Choose 401 for authentication failures and clearly document the next steps for re-authentication. Use 402 only when you have a well-defined payment or entitlement flow and customer-facing guidance.
Frequently Asked Questions
What does 401 Unauthorized mean and when should I respond?
A 401 means authentication failed or is missing. Clients should re-authenticate or refresh tokens, and servers should provide a WWW-Authenticate header detailing the required scheme. Use clear payloads to guide remediation.
A 401 means authentication failed or is missing; prompt a re-auth or token refresh and provide guidance in the response.
What is 402 Payment Required and is it used in practice?
402 is defined but rarely used in modern APIs. When implemented, it signals that payment or entitlement is required to proceed and is typically accompanied by a payment flow or billing steps.

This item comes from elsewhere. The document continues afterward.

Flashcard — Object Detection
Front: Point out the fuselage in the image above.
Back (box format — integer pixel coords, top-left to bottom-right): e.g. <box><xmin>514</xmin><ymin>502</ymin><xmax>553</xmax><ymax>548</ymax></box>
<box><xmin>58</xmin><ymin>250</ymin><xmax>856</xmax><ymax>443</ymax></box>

402 is defined but not commonly used; it signals payment is required and should trigger a payment flow if implemented.
Can 401 be used to indicate insufficient permissions (like 403)?
No. 401 specifically relates to authentication. A 403 indicates that authentication succeeded but the client is not authorized to access the resource. Distinguish both in your API design and error payloads.
401 is for authentication failures; 403 is for insufficient permissions after authentication.
How should clients handle a 401 vs 402 in a REST API?
Handle 401 by triggering login or token refresh flows; handle 402 by initiating or guiding through the payment or entitlement process, if you implement it. Always provide a clear, machine-readable payload.
Handle 401 with re-authentication; handle 402 with the payment flow, if implemented, and clear guidance.
Are there security risks signaling payment with 402?
Yes. If you implement 402, ensure payment data is protected and compliant with relevant standards. Avoid leaking sensitive data in error messages and provide secure payment workflow paths.
With 402, protect payment data and document secure flows; avoid exposing sensitive info in errors.
Is 402 widely supported by browsers or proxies?
Not universally. Browsers and intermediaries may not treat 402 distinctly. Rely on API-level error payloads and documented flows rather than browser behavior for guidance.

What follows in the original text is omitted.